Figure respectée de l'Agence France-Presse (AFP), Michèle Léridon, qui a engagé l'agence dans la lutte contre la désinformation et s'est battue pour une meilleure représentation des femmes dans les médias, est décédée brutalement lundi, a annoncé le CSA, qu'elle avait intégré il y a deux ans.

"Femme de convictions, Michèle Léridon était une grande journaliste unanimement reconnue", notamment pour "sa riche expérience et sa grande rigueur intellectuelle", a souligné dans un communiqué le Conseil supérieur de l'audiovisuel, régulateur de la télévision et de la radio françaises, rappelant "son engagement en faveur de la liberté d'expression et de la liberté de l'information" qui aura guidé son parcours.

"Michèle m'a énormément appris à mon arrivée à l'AFP, alors qu'elle y était directrice de l’information. Elle incarnait pour moi les valeurs humaines que j'aime à l'Agence : empathie, curiosité pour tout, rectitude, pondération de jugement et sens de l'humour", a réagi le PDG de l'agence de presse, Fabrice Fries, saluant "une personne formidable, amoureuse de la vie".

"Nous sommes tous choqués et anéantis par la disparition soudaine de Michèle", a témoigné Phil Chetwynd, qui lui a succédé à la direction de l'information, évoquant "non seulement une journaliste remarquable, mais aussi une cheffe courageuse de la rédaction de l’AFP, très admirée pour son honnêteté et son intégrité".

L'ancien PDG de l'AFP Emmanuel Hoog, qui l'avait nommée directrice de l'information en 2014, a salué "son élégance intellectuelle" et "son sens de l'intérêt général". "Elle a porté haut le flambeau de l'AFP et du métier d'agencier", a-t-il confié, rappelant notamment ses engagements en faveur de la déontologie et son "amour" du journalisme.

Diplômée en sciences économiques et du Centre de formation des journalistes (CFJ), Michèle Léridon avait débuté sa carrière de journaliste dans la presse écrite, avant de rejoindre l'AFP en 1981, où elle a notamment travaillé à la rubrique médias, puis accompli des missions en Afrique de l'ouest.

- Combats féministes -

Elle avait fondé ensuite la rubrique Villes-Banlieues, avant d'être nommée directrice adjointe du bureau d'Abidjan. A ce titre, elle a couvert notamment les conflits au Liberia et en Sierra Léone (1996-1999).

Toujours posée, le regard franc sous ses cheveux bruns, elle avait enchaîné ensuite les postes à responsabilité, devenant successivement adjointe du rédacteur en chef Europe Afrique, cheffe du service des informations sociales, puis directrice de la rédaction, et directrice du bureau de Rome.

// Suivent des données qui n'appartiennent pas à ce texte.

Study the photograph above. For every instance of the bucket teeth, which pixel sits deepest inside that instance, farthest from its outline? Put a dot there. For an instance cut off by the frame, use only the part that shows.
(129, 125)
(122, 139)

A l'été 2014, elle est nommée directrice de l'information, accédant ainsi au plus haut poste rédactionnel de l'agence. Première femme occupant ces fonctions, Michèle Léridon a notamment contribué à développer les activités de l'AFP dans la vidéo et a agi en toutes circonstances pour réaffirmer la dimension essentielle de la déontologie dans le travail des équipes, notamment à travers la mise en place d'une charte éthique.

C'est sous son égide que l'AFP devient la première grande agence de presse à s'engager résolument dans la traque aux "fake news", un tournant majeur dans l'histoire de l'agence fondée en 1944.

Elle a également été pionnière dans plusieurs combats féministes. A l'intérieur de l'agence, "elle a été le porte-étendard d'une génération de femmes qui se sont battues pour casser le plafond de verre dans les postes de responsabilité", à une époque où les plus hautes fonctions étaient occupées systématiquement par des hommes, rappelle Emmanuel Hoog. Elle a en outre impulsé des mesures en faveur d'une meilleure représentation des femmes dans les informations diffusées par l'AFP, en poussant la rédaction à lutter contre les clichés sexistes.

Elle a été en outre administratrice de Reporters sans frontières (RSF) pendant plusieurs années.

Début 2019, elle avait rejoint le CSA, nommée sur proposition du président de l'Assemblée nationale Richard Ferrand. Chargée notamment "de la déontologie des programmes et du pluralisme politique, elle avait assuré le suivi de plusieurs scrutins", mais aussi joué "un rôle majeur dans l'élargissement des missions du Conseil à l'égard des plateformes" et des réseaux sociaux, en particulier en matière de lutte contre les infox, "contribuant ainsi à la transformation d'une institution qu'elle aura marquée de son empreinte", a résumé le CSA.